Share your dilemmas and get honest opinions from other Mumsnetters.

Unwanted gilet

31 replies

mateusrose678 · 19/09/2024 08:29

My partner has bought me a gilet. It is too big, navy padded and the kind of thing his Mother might wear.
He says I can wear it when I am wfh to keep warm in winter.
I won't be wearing it. He is hurt that I am not gushing with gratitude.
I have told him he should send it back.
He reckons it was expensive but will be some bargain he has seen online.
AIBU to not fake gratitude for something I didn't ask for or want?

OP posts:
Furrowedboughs453 · 19/09/2024 10:33

Wait until it gets really cold and wear it under a coat!

HesterRoon · 19/09/2024 10:34

Agree this isn’t about the gilet-and all those PP commenting how lovely gilets are, great, but the OP doesn’t like this gilet. It doesn’t sound as if you think your DH is a good person or even likeable. Are there other reasons why you stick with him?

veritasverity · 19/09/2024 11:12

He compares you to his mother....oh gawd you have waaaaay more issues than a damned gilet.
If you don't have kids take the exit 🔜,
If you do have kids definitely take the exit 🏃‍♀️!
If you can't talk to him or he doesn't listen then don't stay in a marriage that's got you questioning yourself. Tell him in no uncertain terms you are his wife not his mother, and if he continues to say 'mum does it this way', 'why don't you use mums technique' blah blah blah ...leave as it won't change.

cookiebee · 19/09/2024 12:43

Ok so your update changes things. Make plans to leave him behind his back, but in the meantime just employ deadpan ignorance.
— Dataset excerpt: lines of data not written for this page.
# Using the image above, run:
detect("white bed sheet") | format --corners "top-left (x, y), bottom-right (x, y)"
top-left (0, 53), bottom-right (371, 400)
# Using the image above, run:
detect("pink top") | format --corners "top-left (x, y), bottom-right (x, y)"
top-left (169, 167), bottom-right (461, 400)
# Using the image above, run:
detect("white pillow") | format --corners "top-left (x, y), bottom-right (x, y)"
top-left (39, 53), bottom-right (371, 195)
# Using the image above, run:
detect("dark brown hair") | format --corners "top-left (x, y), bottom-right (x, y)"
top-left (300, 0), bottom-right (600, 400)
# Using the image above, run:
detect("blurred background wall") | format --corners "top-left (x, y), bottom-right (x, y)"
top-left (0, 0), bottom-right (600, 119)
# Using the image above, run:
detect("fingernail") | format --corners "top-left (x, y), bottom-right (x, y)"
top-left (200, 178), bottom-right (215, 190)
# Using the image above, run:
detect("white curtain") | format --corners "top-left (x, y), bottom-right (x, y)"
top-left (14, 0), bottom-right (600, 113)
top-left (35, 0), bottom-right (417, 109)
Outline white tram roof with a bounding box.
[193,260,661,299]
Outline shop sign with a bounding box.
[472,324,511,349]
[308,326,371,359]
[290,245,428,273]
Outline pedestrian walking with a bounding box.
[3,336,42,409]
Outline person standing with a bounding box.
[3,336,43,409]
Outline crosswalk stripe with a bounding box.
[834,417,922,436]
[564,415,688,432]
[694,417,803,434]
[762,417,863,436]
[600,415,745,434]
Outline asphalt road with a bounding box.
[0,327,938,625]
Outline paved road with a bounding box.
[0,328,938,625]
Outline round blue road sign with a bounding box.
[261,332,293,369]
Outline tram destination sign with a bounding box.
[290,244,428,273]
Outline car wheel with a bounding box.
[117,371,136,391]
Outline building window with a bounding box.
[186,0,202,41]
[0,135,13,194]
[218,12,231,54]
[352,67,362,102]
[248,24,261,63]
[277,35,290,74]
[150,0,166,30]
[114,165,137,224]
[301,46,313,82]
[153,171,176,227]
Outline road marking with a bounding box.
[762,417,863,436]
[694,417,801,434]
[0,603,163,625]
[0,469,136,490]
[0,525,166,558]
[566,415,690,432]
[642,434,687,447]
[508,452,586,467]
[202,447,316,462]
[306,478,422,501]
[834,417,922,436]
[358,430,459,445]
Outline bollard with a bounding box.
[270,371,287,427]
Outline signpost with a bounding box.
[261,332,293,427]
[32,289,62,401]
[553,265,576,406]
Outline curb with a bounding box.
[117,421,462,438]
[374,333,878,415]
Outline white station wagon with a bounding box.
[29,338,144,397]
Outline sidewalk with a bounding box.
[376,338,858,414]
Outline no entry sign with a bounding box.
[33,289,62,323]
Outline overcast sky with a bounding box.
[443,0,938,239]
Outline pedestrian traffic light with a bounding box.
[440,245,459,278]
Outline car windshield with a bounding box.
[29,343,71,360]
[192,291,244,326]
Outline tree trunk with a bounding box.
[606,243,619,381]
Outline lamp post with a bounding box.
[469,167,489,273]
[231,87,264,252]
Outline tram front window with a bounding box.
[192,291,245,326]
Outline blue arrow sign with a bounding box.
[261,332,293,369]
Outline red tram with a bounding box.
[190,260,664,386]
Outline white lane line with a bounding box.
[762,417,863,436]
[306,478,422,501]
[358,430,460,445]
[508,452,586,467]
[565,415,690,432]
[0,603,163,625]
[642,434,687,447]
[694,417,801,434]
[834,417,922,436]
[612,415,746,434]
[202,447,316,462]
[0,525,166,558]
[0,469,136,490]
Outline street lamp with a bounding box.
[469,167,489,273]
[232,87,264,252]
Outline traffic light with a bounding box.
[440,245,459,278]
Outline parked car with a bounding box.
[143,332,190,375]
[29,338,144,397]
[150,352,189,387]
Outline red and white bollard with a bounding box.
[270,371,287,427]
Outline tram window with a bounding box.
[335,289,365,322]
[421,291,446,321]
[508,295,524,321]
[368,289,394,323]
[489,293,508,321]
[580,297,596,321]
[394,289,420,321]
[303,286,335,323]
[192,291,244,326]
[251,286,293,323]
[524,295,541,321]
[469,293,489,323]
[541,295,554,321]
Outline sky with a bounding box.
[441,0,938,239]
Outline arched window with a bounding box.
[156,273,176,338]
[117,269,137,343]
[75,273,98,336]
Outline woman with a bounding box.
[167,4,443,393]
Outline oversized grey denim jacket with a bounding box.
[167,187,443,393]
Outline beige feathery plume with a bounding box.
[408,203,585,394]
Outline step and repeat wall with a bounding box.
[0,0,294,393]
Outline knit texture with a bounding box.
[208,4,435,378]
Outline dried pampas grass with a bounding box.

Your presented with an item of clothing you didn’t want or like, just say cheers then leave it to one side. When asked if you like it just answer ‘sure’, when asked why your not wearing it say ‘I do’, ‘I have’, ‘I will’. When compared to other wives just say ‘oh right’ or ‘hmmm’ or ‘yeah’, when he says my mother is like this, does this, isn’t like you, again say ‘I suppose so’. Don’t give him the reaction he wants that he then uses to feign hurt and turn himself into the victim. When you have everything together, leave and enjoy your life, and wear your gilet as tight as you like!

ImNotYourMonstera · 19/09/2024 12:46

I think he is a covert narcissist who likes to appear to be thoughtful and kind while actually causing problems and acting like the victim

Just dump him. The body warmer is irrelevant. Having a boyfriend is for making life easier and fun.

minipie · 19/09/2024 18:25

Ok, this definitely isn’t about the gilet!

Compares you to his mother and wives of friends and finds you wanting? Definitely not ok.